Kepahlawanan Barra’ di medan perang
Yamamah wajar dan cocok dengan watak serta
tabiatnya. Wajar untuk seorang pahlawan yang
sampai-sampai Amirul Mukminin Umar bin
Khattab r.a berpesan agar ia jangan jadi
komandan pasukan, disebabkan keberaniannya
yang luar biasa, keperwiraan dan ketetapan
hatinya menghadang maut.Semua sifatnya itu
akan menyebabkan kepemimpinannya dalam
pasukan membahayakan anak buahnya dan dapat
membawa kebinasaan.
Kini pertempuran telah pecah. Pedang bertemu
pedang. Tombak bertemu tombak. Dan anak
panah terus beterbangan diatas padang pasir
menembus debu yang pekat.Suara ringkikan kuda
makin menambah hiruk pikuk suasana medan
Yamamah. Diawal pasukan islam berhasil
memukul mundur pasukan murtad dan beberapa
tokoh mereka berhasil dijatuhkan oleh pedang
kaum muslimin. Tapi pasukan murtad
Musailamah adalah pasukan elite yang terlatih
bertempur dan biasa memenangkan pertempuran
sehingga beberapa kali pasukan murtad berhasil
mengecoh pasukan muslimin. Keadaan makin
genting ketika semangat tempur kaum muslimin
mulai kendur. Serangan yang bertubi tubi mereka
lancarkan kepada kaum murtad bisa dipatahkan.
Melihat gelagat akan kekalahan pasukannya
maka Panglima Khalid bin Walid mencari ide.

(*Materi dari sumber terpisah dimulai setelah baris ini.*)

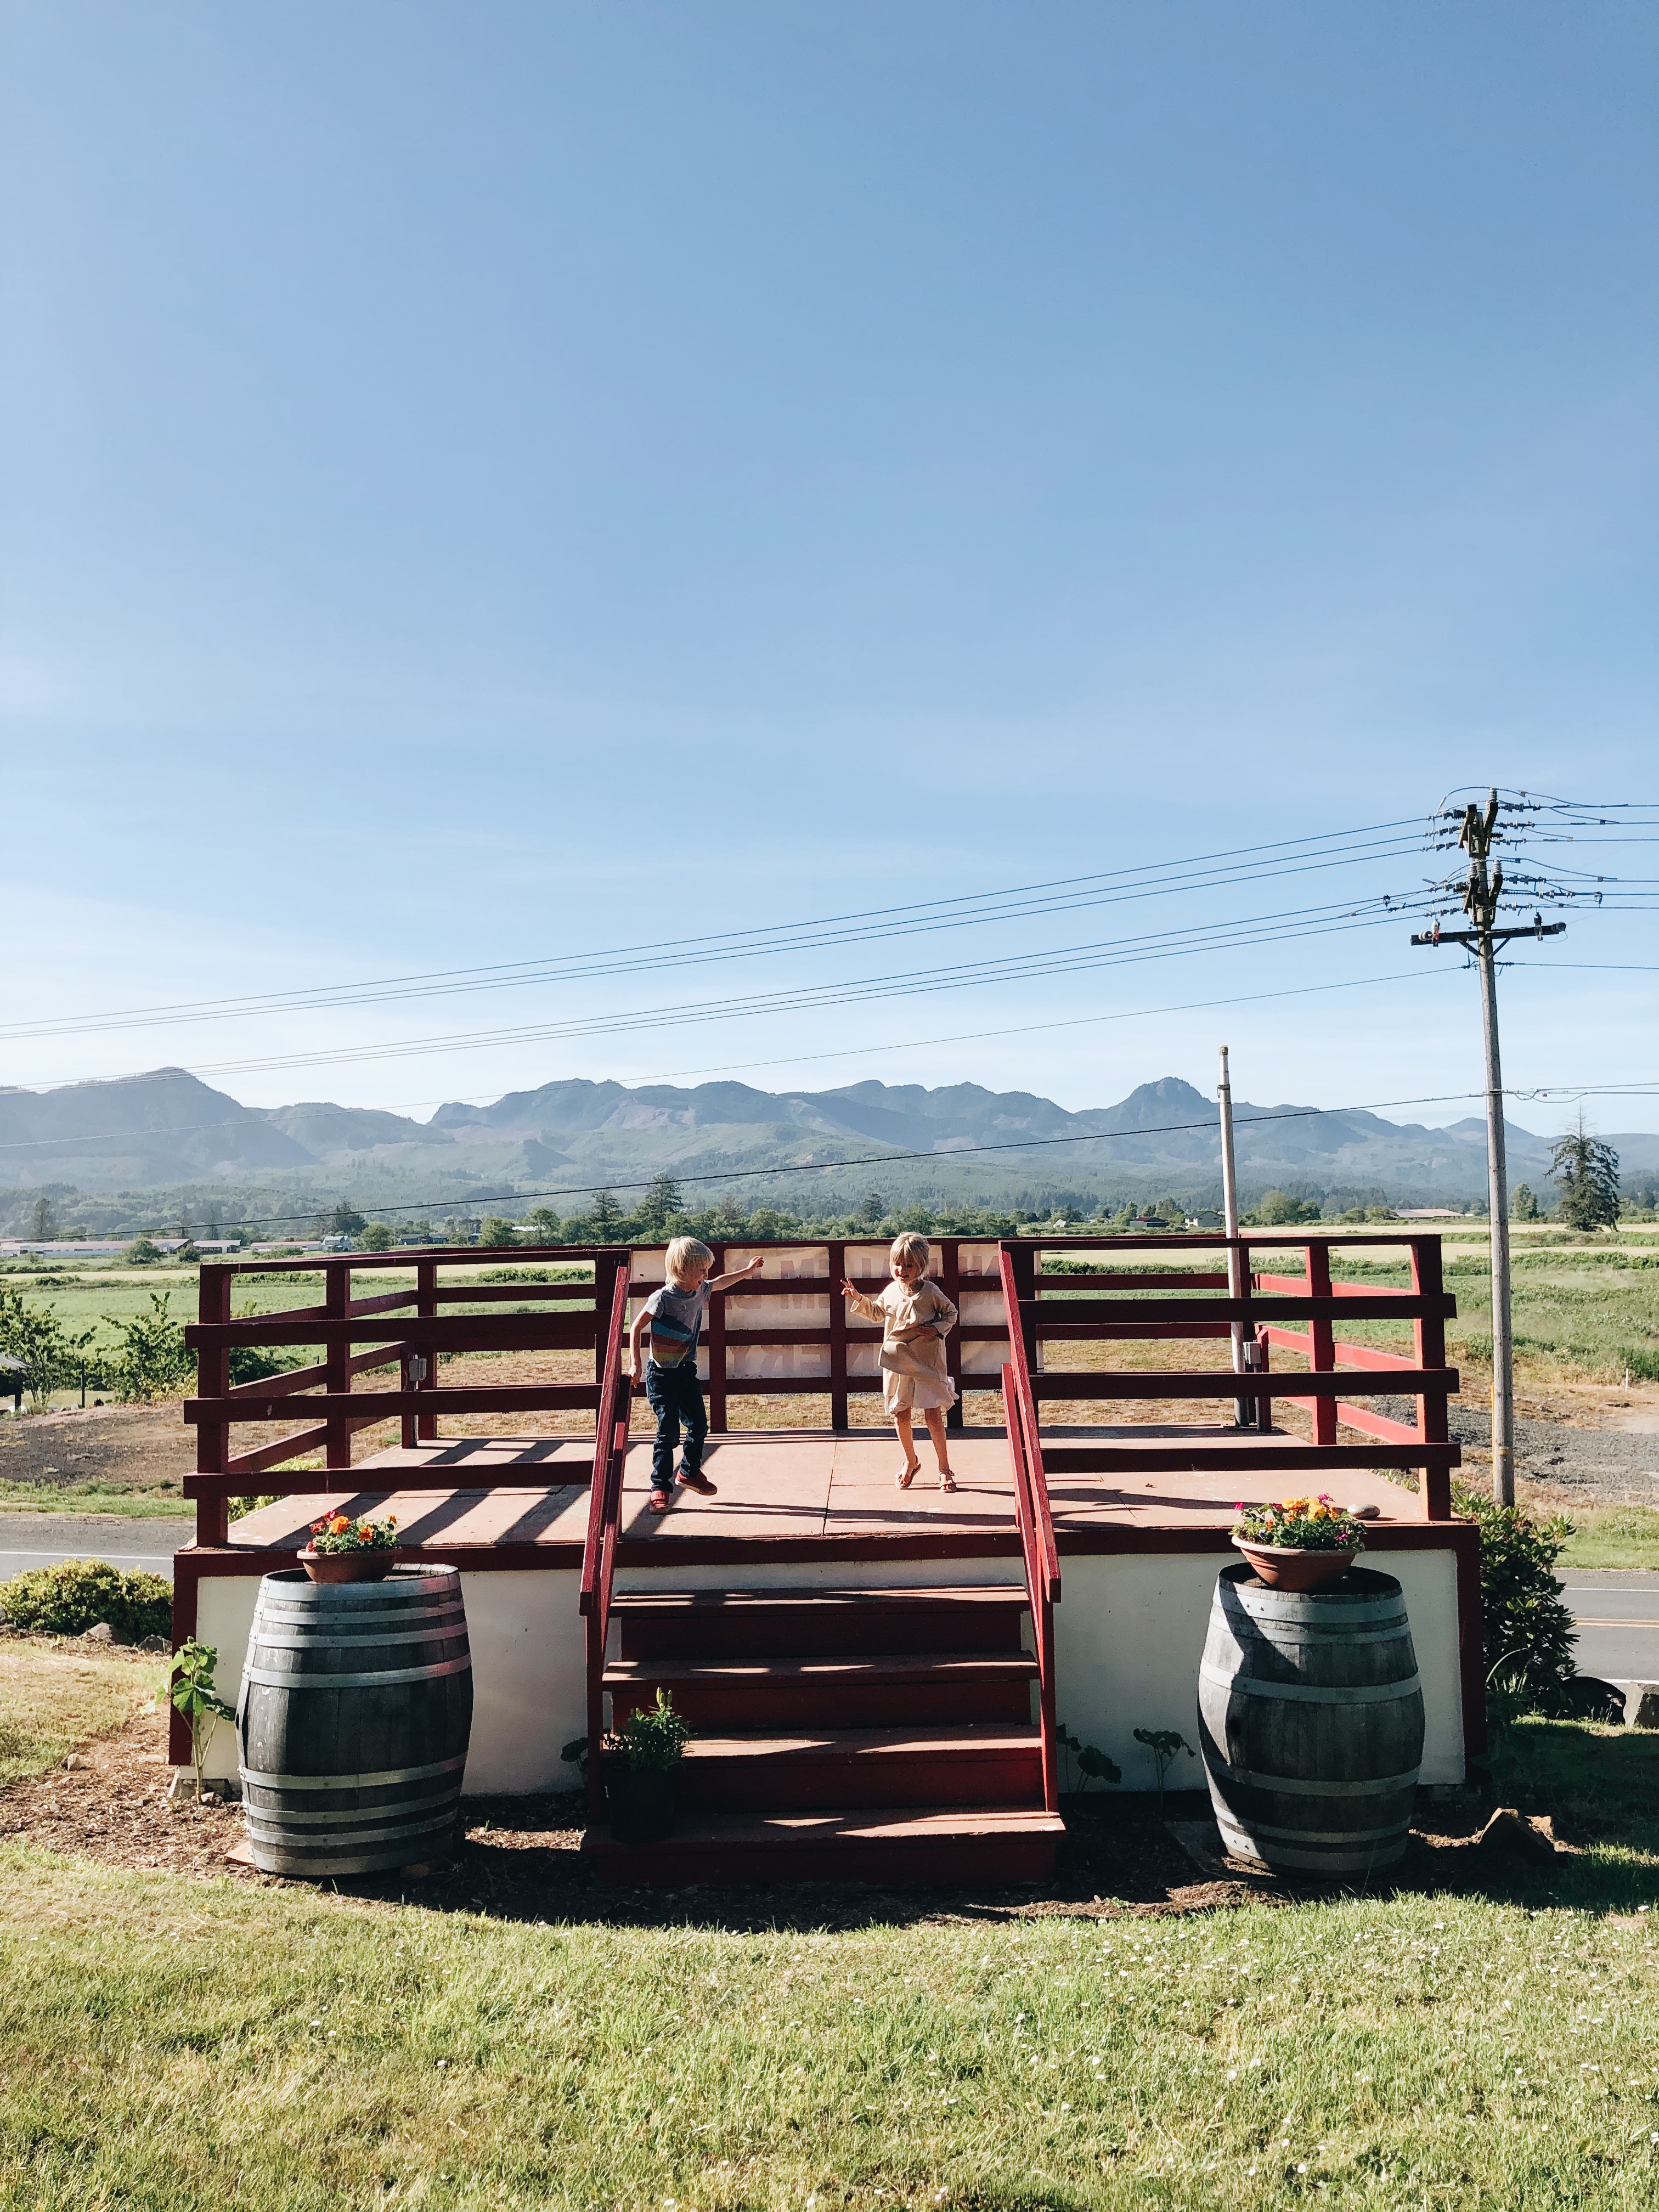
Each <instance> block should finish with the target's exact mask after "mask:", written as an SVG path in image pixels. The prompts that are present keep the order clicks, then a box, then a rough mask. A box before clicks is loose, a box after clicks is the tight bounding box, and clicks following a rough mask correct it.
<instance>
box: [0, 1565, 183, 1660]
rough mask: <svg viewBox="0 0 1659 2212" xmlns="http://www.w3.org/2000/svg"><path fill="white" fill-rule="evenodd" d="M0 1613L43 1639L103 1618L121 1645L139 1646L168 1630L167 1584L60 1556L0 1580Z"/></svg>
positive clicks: (59, 1633)
mask: <svg viewBox="0 0 1659 2212" xmlns="http://www.w3.org/2000/svg"><path fill="white" fill-rule="evenodd" d="M0 1613H4V1617H7V1619H9V1621H11V1626H13V1628H31V1630H33V1632H35V1635H46V1637H80V1635H84V1632H86V1630H88V1628H95V1626H97V1624H100V1621H108V1624H111V1628H113V1630H115V1635H117V1637H122V1641H124V1644H142V1641H144V1637H166V1635H170V1632H173V1584H170V1582H168V1579H166V1575H139V1573H124V1571H122V1568H119V1566H111V1564H108V1559H60V1562H58V1566H31V1568H29V1571H27V1573H24V1575H13V1577H11V1582H0Z"/></svg>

Ditengah berkecamuknya perang yang melelahkan
itu ia melihat sosok Barra bin Malik r.a yang
tetap menunjukkan semangat juang tak kenal
mati. Kini Panglima Khalid tahu betul apa yang
harus ia lakukan. Segera ia memacu kudanya
kearah Barra bin Malik dan memerintahkan ia
supaya mengobarkan semangat juang yang
nampak telah kendur.
Maka Barra bin Malik pun menyerukan kata-
kata yang penuh gemblengan semangat dan
kepahlawanan full power “Wahai penduduk
Madinah !! Tak ada Madinah bagi kalian
sekarang. Yang ada hanya Allah dan surga… !”

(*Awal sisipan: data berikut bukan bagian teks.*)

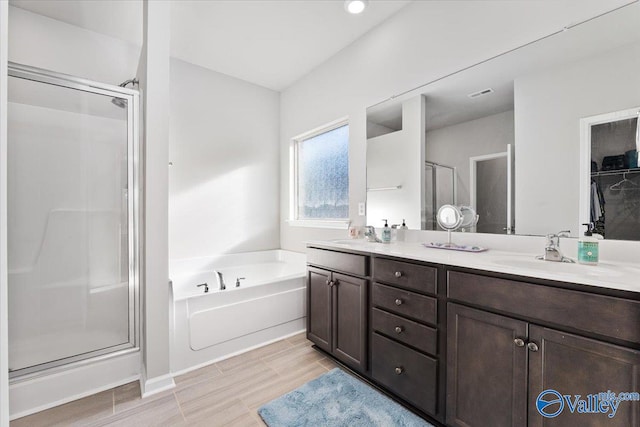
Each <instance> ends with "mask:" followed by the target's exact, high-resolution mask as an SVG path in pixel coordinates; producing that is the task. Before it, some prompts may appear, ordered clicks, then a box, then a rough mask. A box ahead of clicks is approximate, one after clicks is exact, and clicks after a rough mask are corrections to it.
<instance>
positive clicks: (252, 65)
mask: <svg viewBox="0 0 640 427" xmlns="http://www.w3.org/2000/svg"><path fill="white" fill-rule="evenodd" d="M152 1H153V0H152ZM155 1H159V0H155ZM408 3H410V1H408V0H370V2H369V7H368V8H367V9H366V10H365V12H363V13H362V14H360V15H350V14H348V13H346V12H345V10H344V2H343V0H253V1H250V0H215V1H206V0H195V1H192V0H180V1H172V2H171V29H170V31H171V55H172V56H173V57H175V58H179V59H181V60H184V61H186V62H189V63H192V64H196V65H199V66H202V67H205V68H209V69H211V70H214V71H218V72H220V73H224V74H227V75H230V76H233V77H236V78H239V79H242V80H245V81H248V82H251V83H254V84H257V85H260V86H264V87H267V88H269V89H273V90H276V91H282V90H284V89H286V88H287V87H288V86H290V85H291V84H293V83H294V82H295V81H297V80H298V79H300V78H301V77H303V76H304V75H306V74H307V73H309V72H310V71H311V70H313V69H314V68H316V67H318V66H319V65H320V64H322V63H323V62H325V61H326V60H327V59H329V58H330V57H332V56H333V55H335V54H336V53H338V52H339V51H340V50H342V49H344V48H345V47H346V46H348V45H349V44H351V43H352V42H354V41H355V40H356V39H358V38H359V37H361V36H362V35H363V34H365V33H366V32H367V31H369V30H371V29H372V28H374V27H375V26H377V25H378V24H380V23H381V22H382V21H384V20H385V19H387V18H389V17H390V16H391V15H393V14H394V13H396V12H397V11H398V10H400V9H401V8H402V7H404V6H406V5H407V4H408ZM10 4H11V5H13V6H16V7H19V8H22V9H25V10H28V11H31V12H34V13H37V14H40V15H44V16H47V17H49V18H53V19H56V20H59V21H63V22H66V23H68V24H72V25H76V26H79V27H82V28H85V29H88V30H91V31H95V32H98V33H102V34H106V35H109V36H111V37H116V38H119V39H122V40H126V41H128V42H131V43H134V44H137V45H141V44H142V2H141V1H140V0H111V1H101V0H46V1H45V0H10Z"/></svg>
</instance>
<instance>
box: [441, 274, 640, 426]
mask: <svg viewBox="0 0 640 427" xmlns="http://www.w3.org/2000/svg"><path fill="white" fill-rule="evenodd" d="M448 279H449V280H448V297H449V298H450V300H451V301H456V302H455V303H453V302H450V303H449V304H448V310H447V331H448V332H447V409H446V413H447V416H446V419H447V425H450V426H465V427H472V426H488V425H491V426H525V425H526V426H530V427H538V426H602V425H607V426H632V425H640V404H639V403H638V402H621V403H620V405H619V407H618V409H617V412H616V414H615V416H614V417H612V418H609V417H608V416H607V414H602V413H595V414H593V413H590V414H588V413H577V411H576V413H571V411H570V408H569V405H568V404H567V403H566V402H565V403H564V409H563V410H562V412H561V413H560V414H559V415H557V416H556V417H553V418H546V417H544V416H542V415H541V414H540V413H539V412H538V409H537V407H536V401H537V398H538V396H539V395H540V393H542V392H543V391H545V390H549V389H551V390H555V391H557V392H558V393H560V395H562V396H564V395H569V396H571V399H573V400H572V402H573V401H575V396H576V395H580V396H581V398H582V399H584V400H587V401H588V398H587V396H588V395H593V394H598V393H600V392H605V393H606V392H607V391H609V390H611V391H613V392H616V393H620V392H635V391H638V390H637V387H638V385H639V384H640V351H638V350H637V348H638V347H639V345H640V341H639V340H637V338H638V333H639V332H640V331H639V329H640V301H637V300H631V299H625V298H618V297H612V296H607V295H599V294H592V293H587V292H582V291H578V290H573V289H564V288H558V287H552V286H544V285H541V284H532V283H526V282H519V281H514V280H508V279H503V278H495V277H490V276H484V275H476V274H470V273H463V272H455V271H450V272H449V277H448ZM531 286H533V287H535V288H530V287H531ZM463 304H465V305H463ZM466 305H473V306H477V307H476V308H471V307H468V306H466ZM491 311H500V314H497V313H494V312H491ZM603 322H604V323H603ZM567 330H570V331H571V332H570V333H569V332H567ZM580 334H584V335H580ZM609 341H610V342H609ZM621 343H622V344H621ZM624 343H628V345H624ZM549 396H551V397H553V395H551V394H550V395H548V396H545V398H546V399H545V400H548V399H549ZM559 407H560V404H557V406H556V408H559ZM550 408H554V407H553V406H550Z"/></svg>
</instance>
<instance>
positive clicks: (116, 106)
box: [7, 66, 138, 377]
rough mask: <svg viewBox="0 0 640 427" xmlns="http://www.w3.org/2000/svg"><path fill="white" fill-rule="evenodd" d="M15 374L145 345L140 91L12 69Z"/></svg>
mask: <svg viewBox="0 0 640 427" xmlns="http://www.w3.org/2000/svg"><path fill="white" fill-rule="evenodd" d="M9 74H10V77H9V82H8V84H9V86H8V100H9V108H8V184H9V185H8V187H9V188H8V236H7V238H8V262H9V269H8V270H9V271H8V273H9V274H8V276H9V368H10V370H11V375H12V377H15V376H19V375H22V374H29V373H32V372H34V371H40V370H42V369H47V368H51V367H55V366H59V365H65V364H68V363H72V362H77V361H80V360H85V359H88V358H92V357H96V356H101V355H105V354H109V353H113V352H118V351H122V350H127V349H132V348H134V347H135V346H136V345H137V344H136V323H137V322H136V315H137V310H136V297H135V296H136V292H137V284H136V283H137V256H136V255H137V249H136V239H135V236H136V233H137V230H136V225H137V224H136V220H135V218H136V217H135V214H136V212H135V211H136V209H135V208H136V207H135V205H134V198H133V197H130V196H131V195H134V194H135V186H136V185H137V182H136V179H135V178H136V175H135V173H136V171H135V168H134V166H135V160H136V156H137V154H136V150H137V138H136V135H135V133H136V132H137V129H136V127H137V125H136V122H137V113H136V112H135V108H137V102H138V101H137V95H136V94H132V93H133V91H129V90H123V91H120V90H119V89H118V88H113V87H111V86H107V85H93V84H91V83H90V82H87V81H83V80H80V79H75V78H71V77H68V76H62V75H55V74H53V73H48V72H45V71H42V70H37V69H32V68H28V67H22V66H12V67H10V73H9Z"/></svg>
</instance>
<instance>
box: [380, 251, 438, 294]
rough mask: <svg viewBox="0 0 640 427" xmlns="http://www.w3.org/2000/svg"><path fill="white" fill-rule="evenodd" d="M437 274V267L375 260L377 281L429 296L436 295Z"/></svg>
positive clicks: (437, 272)
mask: <svg viewBox="0 0 640 427" xmlns="http://www.w3.org/2000/svg"><path fill="white" fill-rule="evenodd" d="M437 273H438V269H437V268H435V267H428V266H425V265H417V264H411V263H408V262H402V261H395V260H391V259H384V258H374V260H373V275H374V278H375V280H379V281H381V282H386V283H390V284H392V285H397V286H401V287H403V288H409V289H415V290H417V291H419V292H425V293H428V294H433V295H435V294H436V283H437V277H438V276H437Z"/></svg>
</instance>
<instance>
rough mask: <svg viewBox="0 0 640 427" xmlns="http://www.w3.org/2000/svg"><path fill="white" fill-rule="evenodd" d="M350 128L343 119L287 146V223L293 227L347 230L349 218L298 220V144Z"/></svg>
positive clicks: (305, 219)
mask: <svg viewBox="0 0 640 427" xmlns="http://www.w3.org/2000/svg"><path fill="white" fill-rule="evenodd" d="M345 125H347V126H350V125H349V118H348V117H343V118H341V119H338V120H334V121H332V122H330V123H327V124H325V125H323V126H320V127H317V128H315V129H312V130H310V131H308V132H305V133H303V134H300V135H297V136H295V137H293V138H292V139H291V142H290V144H289V220H288V221H287V223H288V224H289V225H291V226H294V227H314V228H334V229H347V228H348V227H349V224H350V223H351V219H350V218H345V219H299V218H298V209H297V207H298V171H299V167H298V144H299V143H300V142H302V141H304V140H307V139H310V138H313V137H314V136H317V135H320V134H323V133H326V132H330V131H332V130H334V129H337V128H339V127H342V126H345Z"/></svg>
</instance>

Ucapan itu menunjukkan jiwa pembicaranya,
dan menjelaskan watak akhlaqnya. Benarlah ,
yang tinggal hanyalah Allah dan surga! Karena
di dalam suasana dan tempat seperti ini,
tidaklah wajar ada fikiran-fikiran kepada yang
lain walau kota Madinah, ibu kota Negara
Islam, tempat rumah tangga, isteri dan anak-
anak mereka! Sekarang tidak patut mereka
berfikir ke sana! Sebab bila mereka sampai
dikalahkan, maka tak ada artinya kota Madinah
lagi… !
Kata kata ini bagai kayu bakar yang kembali
menyulut api yang hampir padam. Pasukan
Islam kembali menekan pasukan murtad dan
terus melakukan serangan ke jantung pertahanan
musuh. Pasukan murtad mundur ke belakang
dan mencari tempat perlindungan.
Pasukan kaum muslimin terus mendesak dan
melakukan tekanan. Kobaran semangat terus
Barra bin Malik suarakan. Deru pacu kuda
makin kencang dilakukan. Dan ayunan pedang
makin cepat menangkap korban. Kaum murtad
pun kalah telak dalam pertempuran penentuan
bagi kekalahan Musailamah dan antek anteknya.